If he [critiquer] be a sportsman or a collector they [‘Nature Fakers’] delight to picture him as a bloodthirsty being habitually carrying a gun in his hands and the lust of killing in his heart. If he would become really familiar with the wood folk and their ways let him go among them unarmed and in a spirit of peace and loving kindness towards them all. Then he will learn many things which the bearers of guns do not know and cannot be made to believe. 
Judging by the tone, it seems that these criticisms hit some of the nature-loving specimen collector’s nerves. (See a previous blog post about Brewster’s evolving opinions on scientific collecting and nature conservation.)
However, his indignance shifts to a defense of Ernest Thompson Seton, a friend whom he felt had been unfairly classed as a fake naturalist.
Even when [Seton’s] imagination leads him into realms of which neither he nor any other man can have definite knowledge it seldom or never betrays him into using false coloring. He is too good an artist and by far too well trained a naturalist to fall into any such error. Yet he has been classed with the ‘nature fakers’ by some of his critics. ... I believe the best of his essays will be regarded as classics long after the now popular writings of certain of his contemporaries and imitators will have quite ceased to be read or even remembered. 

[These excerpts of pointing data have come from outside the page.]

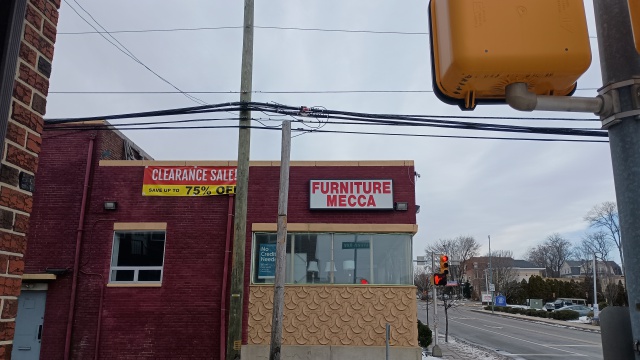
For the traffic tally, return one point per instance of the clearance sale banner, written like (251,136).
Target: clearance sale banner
(189,180)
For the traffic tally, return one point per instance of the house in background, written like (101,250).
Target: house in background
(524,270)
(582,268)
(476,271)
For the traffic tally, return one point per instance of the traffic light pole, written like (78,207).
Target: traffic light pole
(436,349)
(620,67)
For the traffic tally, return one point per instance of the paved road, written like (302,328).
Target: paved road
(515,338)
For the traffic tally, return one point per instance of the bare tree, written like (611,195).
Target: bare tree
(503,272)
(559,250)
(605,217)
(539,255)
(461,248)
(551,254)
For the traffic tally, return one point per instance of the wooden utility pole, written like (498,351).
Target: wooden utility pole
(281,247)
(234,334)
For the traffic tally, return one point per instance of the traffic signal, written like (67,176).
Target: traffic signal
(439,279)
(444,264)
(480,47)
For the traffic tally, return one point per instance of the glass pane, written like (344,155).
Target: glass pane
(264,259)
(138,248)
(311,252)
(122,275)
(352,256)
(149,275)
(392,259)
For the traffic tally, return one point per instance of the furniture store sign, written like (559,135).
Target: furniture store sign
(351,194)
(189,180)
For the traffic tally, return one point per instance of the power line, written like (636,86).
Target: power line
(321,115)
(93,92)
(126,51)
(110,127)
(240,27)
(356,31)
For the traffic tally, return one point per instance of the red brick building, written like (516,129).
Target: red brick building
(150,269)
(27,38)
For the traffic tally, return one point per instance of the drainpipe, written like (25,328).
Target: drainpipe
(76,260)
(102,286)
(519,98)
(223,297)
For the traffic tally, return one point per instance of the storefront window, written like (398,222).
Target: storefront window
(325,258)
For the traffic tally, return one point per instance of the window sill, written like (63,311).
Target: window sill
(133,285)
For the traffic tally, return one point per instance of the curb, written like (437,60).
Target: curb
(578,326)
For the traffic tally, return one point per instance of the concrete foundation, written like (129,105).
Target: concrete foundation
(328,352)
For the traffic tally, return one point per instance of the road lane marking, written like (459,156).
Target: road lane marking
(536,331)
(523,340)
(494,327)
(575,345)
(563,355)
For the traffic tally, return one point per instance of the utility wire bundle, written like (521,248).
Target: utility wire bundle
(320,117)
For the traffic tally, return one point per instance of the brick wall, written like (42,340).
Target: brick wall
(20,155)
(180,318)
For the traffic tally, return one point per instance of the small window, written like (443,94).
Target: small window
(138,257)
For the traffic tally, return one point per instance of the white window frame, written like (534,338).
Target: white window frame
(136,269)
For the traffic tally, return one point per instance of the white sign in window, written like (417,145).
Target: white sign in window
(138,257)
(351,194)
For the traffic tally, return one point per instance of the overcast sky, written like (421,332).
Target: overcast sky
(519,192)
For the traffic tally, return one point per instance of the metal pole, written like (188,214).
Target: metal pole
(387,335)
(619,63)
(490,273)
(435,307)
(595,292)
(281,247)
(234,338)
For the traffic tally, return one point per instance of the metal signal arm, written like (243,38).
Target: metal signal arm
(520,98)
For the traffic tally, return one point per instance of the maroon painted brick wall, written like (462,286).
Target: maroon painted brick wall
(19,157)
(181,318)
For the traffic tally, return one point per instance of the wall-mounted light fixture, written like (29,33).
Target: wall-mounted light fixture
(56,271)
(401,206)
(110,205)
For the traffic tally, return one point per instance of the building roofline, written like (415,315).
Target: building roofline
(253,163)
(111,128)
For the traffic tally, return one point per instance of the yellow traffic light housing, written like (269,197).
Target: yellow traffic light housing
(444,265)
(480,47)
(634,12)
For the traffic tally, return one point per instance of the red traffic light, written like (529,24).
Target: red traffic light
(439,279)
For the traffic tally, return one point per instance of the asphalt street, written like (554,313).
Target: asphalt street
(518,339)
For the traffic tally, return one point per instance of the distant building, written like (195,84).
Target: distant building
(582,268)
(476,271)
(525,270)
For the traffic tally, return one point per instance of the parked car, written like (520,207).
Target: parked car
(549,306)
(580,309)
(562,303)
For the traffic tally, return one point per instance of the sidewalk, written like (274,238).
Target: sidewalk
(581,326)
(457,349)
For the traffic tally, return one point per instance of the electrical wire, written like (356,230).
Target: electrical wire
(381,32)
(91,92)
(126,51)
(111,127)
(321,114)
(236,106)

He also suggests that the romanticized nature stories did have some merits.
It must be admitted that the ‘nature fakers’ have atoned, at least in part, for the harm which they have done by interesting very many people - who probably could not have been reached in other and less sensational ways - in the study of nature. In their estimate of animal intelligence, too, they have, I think, come nearer the truth - despite their frequent exaggeration or distortion of it - than have such of their critics as are disposed to deny that any animal except man can possess reasoning powers. 
 August 1907. Journals of William Brewster, 1871-1919 (inclusive). 1907.
 Atlantic Monthly, v. 91. 1903. “Real and Sham Natural History”. John Burroughs. Web accessed on Google Books.
 Everybody’s Magazine, v. 16. No. 6. 1907. “Roosevelt on the Nature Fakirs”. Edward B. Clark. Web accessed on Google Books.